The show is legible on first view as identity-based figuration, but hopefully the show also complicates, deepens, and invites further thought. The figure is a great point of entry into much larger ideas. This is why I’m so interested in opacity—leaving things unknowable, especially as it relates to marginality. To prevent, or at least slow down, its consumption, in a way that honors the unknowability of the Other. Glissant writes about how we need not let opacity be about separation or apartheid, or antagonism, but it should be about celebration, being-with, honor—he writes that the right to opacity should “be a lamp watching over our poetics.” Opacity is not a point of closure, but rather, a point of expansion, of multiplicity, of ripeness.

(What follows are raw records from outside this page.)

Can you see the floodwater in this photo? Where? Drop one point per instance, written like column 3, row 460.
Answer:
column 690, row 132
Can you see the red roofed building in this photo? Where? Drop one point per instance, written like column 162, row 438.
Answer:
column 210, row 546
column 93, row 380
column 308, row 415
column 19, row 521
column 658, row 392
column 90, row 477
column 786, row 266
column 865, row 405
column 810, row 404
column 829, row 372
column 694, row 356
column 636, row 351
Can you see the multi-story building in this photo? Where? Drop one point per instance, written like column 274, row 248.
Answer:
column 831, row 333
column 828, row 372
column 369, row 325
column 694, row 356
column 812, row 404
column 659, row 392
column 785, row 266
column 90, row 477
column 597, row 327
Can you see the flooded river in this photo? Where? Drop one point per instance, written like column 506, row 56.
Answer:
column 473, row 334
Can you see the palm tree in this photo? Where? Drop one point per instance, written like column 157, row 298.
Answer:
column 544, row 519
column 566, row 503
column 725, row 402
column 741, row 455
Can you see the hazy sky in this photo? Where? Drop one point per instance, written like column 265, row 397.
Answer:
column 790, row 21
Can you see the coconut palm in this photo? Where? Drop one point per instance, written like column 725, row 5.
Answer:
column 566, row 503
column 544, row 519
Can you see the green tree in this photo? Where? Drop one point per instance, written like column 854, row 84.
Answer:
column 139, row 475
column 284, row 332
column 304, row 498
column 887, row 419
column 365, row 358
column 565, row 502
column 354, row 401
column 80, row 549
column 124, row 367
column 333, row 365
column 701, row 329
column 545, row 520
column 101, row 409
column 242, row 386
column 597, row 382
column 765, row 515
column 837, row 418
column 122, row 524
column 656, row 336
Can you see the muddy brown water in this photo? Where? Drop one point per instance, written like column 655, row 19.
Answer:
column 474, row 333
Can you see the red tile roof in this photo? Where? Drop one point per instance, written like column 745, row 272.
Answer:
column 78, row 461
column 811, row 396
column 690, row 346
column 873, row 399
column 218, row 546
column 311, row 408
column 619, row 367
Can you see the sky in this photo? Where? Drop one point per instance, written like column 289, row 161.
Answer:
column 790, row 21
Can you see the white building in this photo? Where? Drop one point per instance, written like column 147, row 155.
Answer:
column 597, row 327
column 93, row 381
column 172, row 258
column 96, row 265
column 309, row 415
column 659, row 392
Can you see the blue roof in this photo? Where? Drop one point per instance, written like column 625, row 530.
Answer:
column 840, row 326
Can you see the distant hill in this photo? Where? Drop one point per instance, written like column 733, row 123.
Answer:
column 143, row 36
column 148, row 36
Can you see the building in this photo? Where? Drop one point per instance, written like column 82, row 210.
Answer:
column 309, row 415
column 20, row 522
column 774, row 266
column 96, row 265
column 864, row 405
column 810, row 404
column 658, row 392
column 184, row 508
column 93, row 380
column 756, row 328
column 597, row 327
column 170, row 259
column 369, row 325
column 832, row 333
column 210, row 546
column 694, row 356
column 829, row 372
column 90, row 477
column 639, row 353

I’m not interested in antagonizing viewers. I want everyone to see and interpret my work. It’s interesting. I’m thinking about the painting All American Boyfriend (2022). That painting, at base, is about desire, relation, love. In a very profoundly personal way. But it is also about whiteness within America’s racial matrix, especially when thrown into the mix of queer interracial desire, libido. It was the first painting I had done of a white person in a long time. In the painting, the figure is ensconced by a mirror, a fictional mirror I constructed—which my hands are holding up. I was interested in the gaze, specularity, the audience, and interpellating the subject of the painting as the mythic audience, as the American avatar of the cowboy.
Rail: One thing that I appreciate is that your language of painting, and your language of drawing as well, really cultivates a painterly desire. I really enjoy looking at these. I enjoy being around them. But none of them are ever as simple as just a desire relationship. They are not letting anyone off the hook. And I think that's needed. And also it's not antagonizing, like you said. It's just holding the mirror up. And that's an important part of all this.
Yi Hou: Yeah—it’s aesthetics. At base, with paint, with art, I’m interested in aesthetics, beauty, desire, all these sensual, sumptuous, earthly things. And the way that all this can expand beyond itself, and invite the viewer into itself. As a point of entry into conceptual thought, ideas, politics.